"Todo hace el amor con el silencio" en el ICA de Londres

"Todo hace el amor con el silencio" se proyecta el 16 de agosto de 2015 en el Institute of Contemporary Arts de Londres, dentro del marco del PoetryFilm Parallax, comisariado por Zata Banks.

Parallax is the apparent displacement —or difference in the apparent position— of a visual object, when viewed along different lines of sight. In his book Transcritique, the Japanese philosopher Kojin Karatani uses the word ‘parallax’ to describe Kant’s shifting between contradictory perspectives. Kant’sAntinomies of Reason are contradictory propositions, which seem valid from their own perspectives, but which cannot be simultaneously true. Kant argues alternately from one perspective, then from the other, and Karatani describes Kant’s approach as establishing a parallax between philosophical positions. Karatani asserts that parallax does not equate with negativity, but it does not negate negativity either.
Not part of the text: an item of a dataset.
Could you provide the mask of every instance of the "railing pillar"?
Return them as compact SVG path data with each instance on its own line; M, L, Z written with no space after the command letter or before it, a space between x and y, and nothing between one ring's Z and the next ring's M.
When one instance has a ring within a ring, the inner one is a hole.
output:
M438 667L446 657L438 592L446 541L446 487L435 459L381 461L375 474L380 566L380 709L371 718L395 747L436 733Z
The basis of parallax is the positivity of both positions.

Slavoj Žižek argues that in Karatani’s concept of the parallax view, the observed difference is not simply subjective, but that the viewer’s change in perspective reflects an ontological shift in the object itself:

“the subject's gaze is always-already inscribed into the perceived object itself, in the guise of its ‘blind spot’, that which is ‘in the object more than the object itself’, the point from which the object itself returns the gaze” (Žižek, The Parallax View, 2006).

“Sure, the picture is in my eye, but me, I am also in the picture” (Jacques Lacan, The Four Fundamental Concepts of Psychoanalysis, 1979).